Closed fracerma closed 1 year ago

fracerma commented 1 year ago

Description

I'm using NSGAII algorithm for a custom Mixed Variable Problem, with something like x1 = Choice(), x2 = Choice(), x3 = Integer() as variable types.

I've set the termination as:

termination = DefaultMultiObjectiveTermination(
                            xtol=1e-8,
                            cvtol=1e-6,
                            ftol=1e-6,
                            period= 20,
                            n_max_gen = 150)

and the algorithm as:

algorithm = NSGA2(  pop_size=50,
                                    sampling=MixedVariableSampling(),
                                    mating=MixedVariableMating(eliminate_duplicates=MixedVariableDuplicateElimination()),
                                    eliminate_duplicates=MixedVariableDuplicateElimination(),
                                    )

Debugging the code, I have that inpymoo.termination.xtol.py , prev and current have the same dimensions:

prev = [{'x1': 'choice1_1', 'x2': 'choice2_1', 'x3' : 2}]
curr= [{'x1': 'choice1_1', 'x2': 'choice2_1',  'x3' : 2}]

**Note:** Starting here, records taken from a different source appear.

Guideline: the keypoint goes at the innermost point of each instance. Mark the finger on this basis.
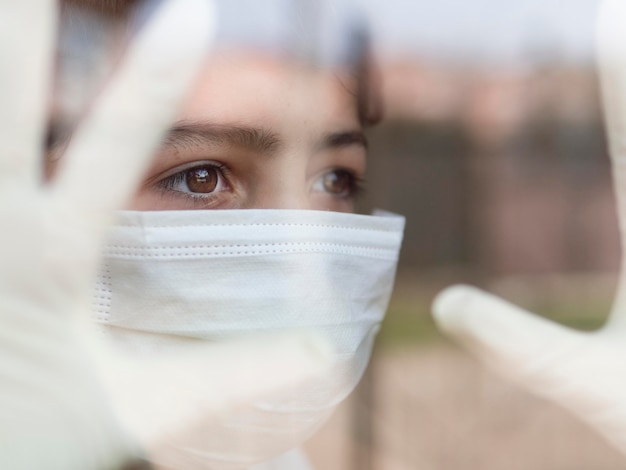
(111, 148)
(27, 37)
(611, 55)
(517, 342)
(159, 396)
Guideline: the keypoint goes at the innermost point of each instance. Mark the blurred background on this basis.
(494, 150)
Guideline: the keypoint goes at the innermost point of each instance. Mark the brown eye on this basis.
(338, 182)
(202, 179)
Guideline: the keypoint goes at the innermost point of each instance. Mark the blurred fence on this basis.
(505, 182)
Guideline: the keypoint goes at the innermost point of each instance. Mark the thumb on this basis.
(502, 334)
(155, 396)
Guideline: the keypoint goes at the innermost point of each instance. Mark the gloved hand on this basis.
(66, 402)
(584, 372)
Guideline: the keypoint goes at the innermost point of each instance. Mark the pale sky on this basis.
(470, 30)
(492, 29)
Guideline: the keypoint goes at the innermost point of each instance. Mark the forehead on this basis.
(241, 87)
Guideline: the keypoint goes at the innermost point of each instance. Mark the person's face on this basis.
(259, 132)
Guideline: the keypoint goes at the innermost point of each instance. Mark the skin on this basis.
(260, 132)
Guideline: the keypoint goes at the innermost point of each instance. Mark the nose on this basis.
(281, 187)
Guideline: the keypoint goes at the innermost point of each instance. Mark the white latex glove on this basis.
(65, 401)
(584, 372)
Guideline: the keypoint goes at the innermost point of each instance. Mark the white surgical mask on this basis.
(171, 279)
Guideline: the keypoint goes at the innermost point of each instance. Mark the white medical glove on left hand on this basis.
(584, 372)
(67, 402)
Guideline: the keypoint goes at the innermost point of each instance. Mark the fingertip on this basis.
(452, 303)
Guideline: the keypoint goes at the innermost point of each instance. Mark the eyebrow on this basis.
(259, 140)
(204, 133)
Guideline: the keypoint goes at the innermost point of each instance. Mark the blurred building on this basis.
(500, 170)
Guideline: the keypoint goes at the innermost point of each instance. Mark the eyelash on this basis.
(167, 184)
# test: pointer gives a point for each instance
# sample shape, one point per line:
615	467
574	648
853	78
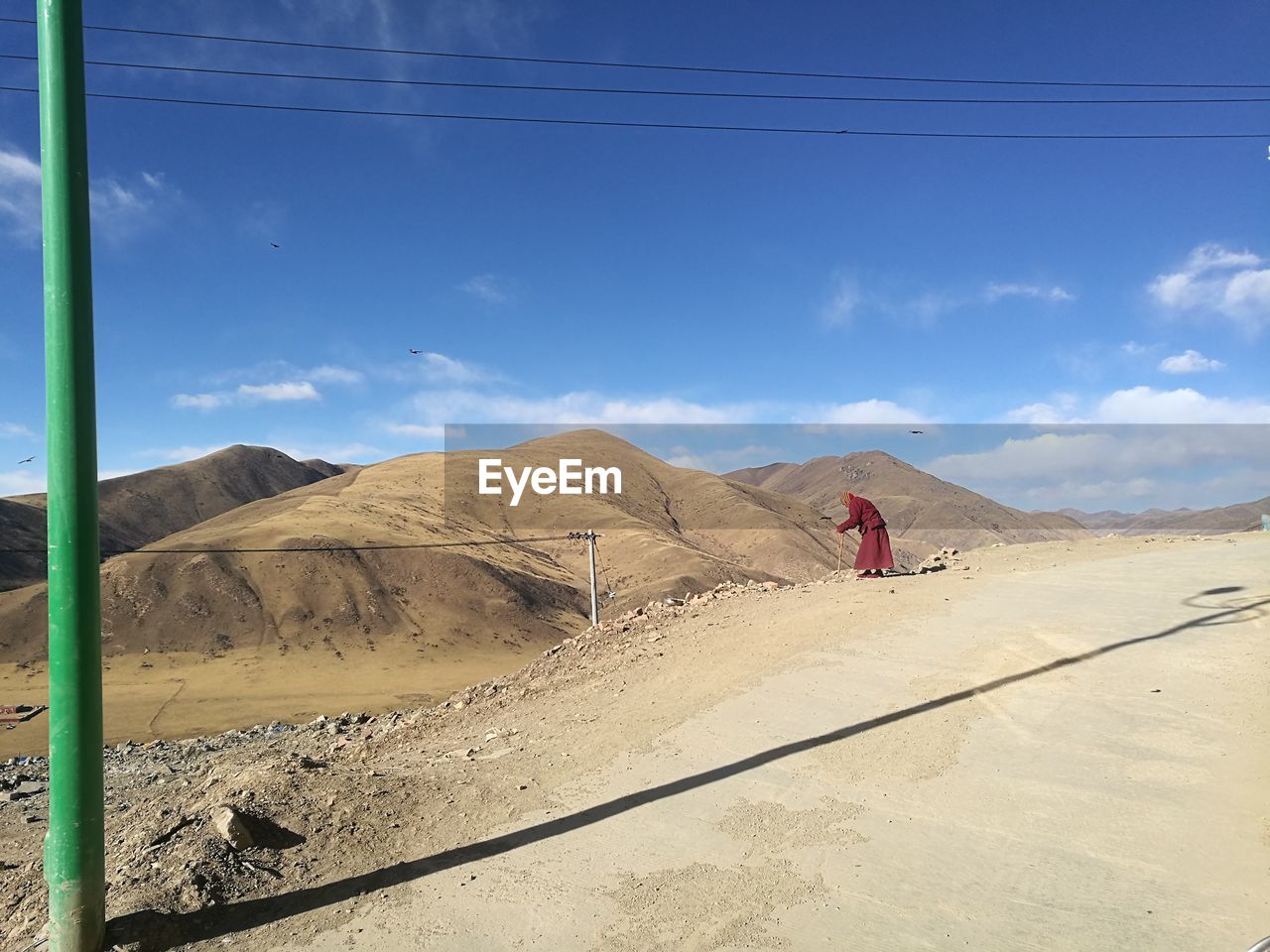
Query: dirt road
1061	751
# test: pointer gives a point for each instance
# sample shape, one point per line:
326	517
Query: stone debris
234	830
275	807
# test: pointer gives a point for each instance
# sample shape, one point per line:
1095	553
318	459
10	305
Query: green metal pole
75	846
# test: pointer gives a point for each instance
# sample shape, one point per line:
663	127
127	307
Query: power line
720	70
617	90
621	123
375	547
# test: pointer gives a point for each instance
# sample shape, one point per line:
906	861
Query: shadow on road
157	932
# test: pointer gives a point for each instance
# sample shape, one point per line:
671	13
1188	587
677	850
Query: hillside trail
1064	748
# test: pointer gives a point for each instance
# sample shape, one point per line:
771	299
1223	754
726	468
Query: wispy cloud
271	382
249	395
119	208
848	298
1218	281
19	483
843	302
16	430
180	454
1191	362
19	195
329	373
1146	404
994	293
280	393
486	287
1132	466
861	412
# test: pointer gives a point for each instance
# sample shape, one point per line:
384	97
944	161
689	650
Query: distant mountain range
458	576
921	511
144	507
1241	517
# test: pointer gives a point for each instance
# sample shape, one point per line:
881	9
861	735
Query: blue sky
638	276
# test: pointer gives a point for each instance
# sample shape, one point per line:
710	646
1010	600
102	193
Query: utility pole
75	844
590	536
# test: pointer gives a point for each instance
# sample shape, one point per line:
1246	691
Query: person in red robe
874	553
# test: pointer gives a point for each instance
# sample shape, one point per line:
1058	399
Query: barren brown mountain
922	512
144	507
1241	517
439	587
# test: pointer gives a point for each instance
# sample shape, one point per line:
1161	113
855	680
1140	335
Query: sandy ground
1049	747
943	779
185	694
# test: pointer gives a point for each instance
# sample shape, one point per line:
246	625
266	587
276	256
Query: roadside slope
925	513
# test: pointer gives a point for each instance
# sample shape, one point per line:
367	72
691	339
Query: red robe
874	542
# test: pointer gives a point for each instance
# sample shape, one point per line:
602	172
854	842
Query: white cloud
1119	465
249	395
457	405
276	393
180	454
1042	413
19	483
19	195
1142	404
335	453
417	430
200	402
486	287
439	368
16	430
1216	281
119	209
327	373
843	302
1184	405
862	412
1191	362
994	293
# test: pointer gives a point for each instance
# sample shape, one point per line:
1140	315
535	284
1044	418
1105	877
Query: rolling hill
144	507
444	574
922	512
1241	517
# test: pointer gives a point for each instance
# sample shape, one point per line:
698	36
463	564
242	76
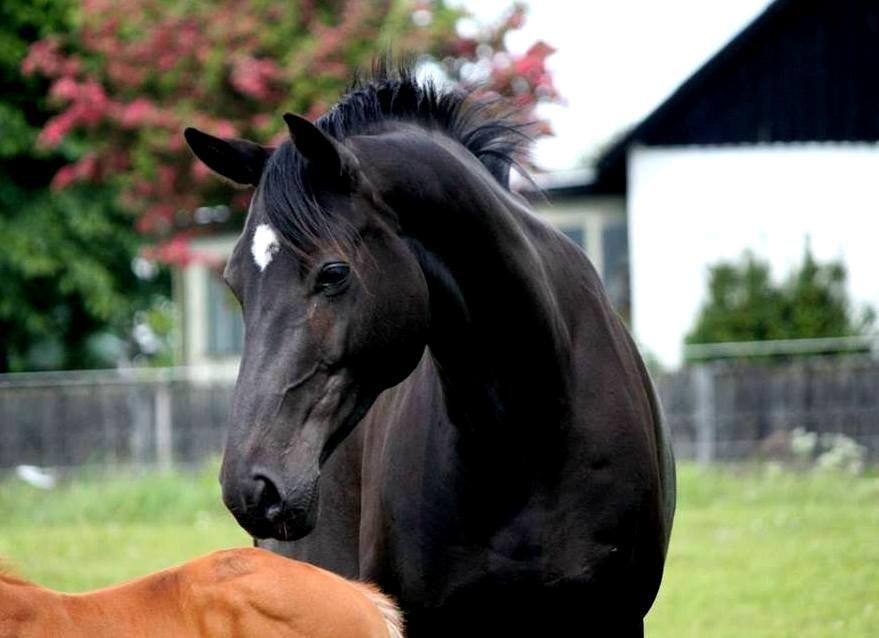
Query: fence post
705	417
164	425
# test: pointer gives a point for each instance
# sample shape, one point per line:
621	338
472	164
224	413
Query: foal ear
323	152
239	161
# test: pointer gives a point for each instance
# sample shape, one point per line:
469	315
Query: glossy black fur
465	420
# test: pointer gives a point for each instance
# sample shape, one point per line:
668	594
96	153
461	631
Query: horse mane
486	126
388	608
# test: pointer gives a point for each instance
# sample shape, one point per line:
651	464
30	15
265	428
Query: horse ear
239	161
321	151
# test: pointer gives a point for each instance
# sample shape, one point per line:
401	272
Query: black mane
487	127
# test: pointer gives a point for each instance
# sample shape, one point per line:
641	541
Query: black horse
435	392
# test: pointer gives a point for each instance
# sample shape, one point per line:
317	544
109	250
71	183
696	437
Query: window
225	326
615	263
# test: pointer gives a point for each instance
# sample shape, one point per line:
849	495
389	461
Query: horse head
335	310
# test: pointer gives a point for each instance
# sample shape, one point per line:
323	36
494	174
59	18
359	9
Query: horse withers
435	393
238	593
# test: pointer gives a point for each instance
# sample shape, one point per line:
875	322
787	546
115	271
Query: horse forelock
490	129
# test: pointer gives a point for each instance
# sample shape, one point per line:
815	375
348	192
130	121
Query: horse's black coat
441	377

Then e != prev have just one dimension, making np.mean([np.sum(e != prev, axis=1) to fail.

This seems to be fixed removing axis=1

Environment

Error Traceback

  File "/home/user/miniconda3/envs/fatai/lib/python3.7/site-packages/pymoo/optimize.py", line 67, in minimize
    res = algorithm.run()
  File "/home/user/miniconda3/envs/fatai/lib/python3.7/site-packages/pymoo/core/algorithm.py", line 141, in run
    self.next()
  File "/home/user/miniconda3/envs/fatai/lib/python3.7/site-packages/pymoo/core/algorithm.py", line 162, in next
    self.advance(infills=infills)
  File "/home/user/miniconda3/envs/fatai/lib/python3.7/site-packages/pymoo/core/algorithm.py", line 232, in advance
    self._post_advance()
  File "/home/user/miniconda3/envs/fatai/lib/python3.7/site-packages/pymoo/core/algorithm.py", line 309, in _post_advance
    self.termination.update(self)
  File "/home/user/miniconda3/envs/fatai/lib/python3.7/site-packages/pymoo/core/termination.py", line 28, in update
    progress = self._update(algorithm)
  File "/home/user/miniconda3/envs/fatai/lib/python3.7/site-packages/pymoo/termination/default.py", line 24, in _update
    p = [criterion.update(algorithm) for criterion in self.criteria]
  File "/home/user/miniconda3/envs/fatai/lib/python3.7/site-packages/pymoo/termination/default.py", line 24, in <listcomp>
    p = [criterion.update(algorithm) for criterion in self.criteria]
  File "/home/user/miniconda3/envs/fatai/lib/python3.7/site-packages/pymoo/core/termination.py", line 28, in update
    progress = self._update(algorithm)
  File "/home/user/miniconda3/envs/fatai/lib/python3.7/site-packages/pymoo/termination/robust.py", line 32, in _update
    perc = self.termination.update(algorithm)
  File "/home/user/miniconda3/envs/fatai/lib/python3.7/site-packages/pymoo/core/termination.py", line 28, in update
    progress = self._update(algorithm)
  File "/home/user/miniconda3/envs/fatai/lib/python3.7/site-packages/pymoo/termination/delta.py", line 42, in _update
    delta = self._delta(prev, current)
  File "/home/user/miniconda3/envs/fatai/lib/python3.7/site-packages/pymoo/termination/xtol.py", line 21, in _delta
    return np.mean([np.sum(e != prev, axis=1).max() / len(e) for e in current])
  File "/home/user/miniconda3/envs/fatai/lib/python3.7/site-packages/pymoo/termination/xtol.py", line 21, in <listcomp>
    return np.mean([np.sum(e != prev, axis=1).max() / len(e) for e in current])
  File "<__array_function__ internals>", line 6, in sum
  File "/home/user/miniconda3/envs/fatai/lib/python3.7/site-packages/numpy/core/fromnumeric.py", line 2260, in sum
    initial=initial, where=where)
  File "/home/user/miniconda3/envs/fatai/lib/python3.7/site-packages/numpy/core/fromnumeric.py", line 86, in _wrapreduction
    return ufunc.reduce(obj, axis, dtype, out, **passkwargs)
numpy.AxisError: axis 1 is out of bounds for array of dimension 1
blankjul commented 1 year ago

Honestly, I think the xtol only makes sense for variables that can be represented as float variables. Can you check out the commit above and see if this works for you?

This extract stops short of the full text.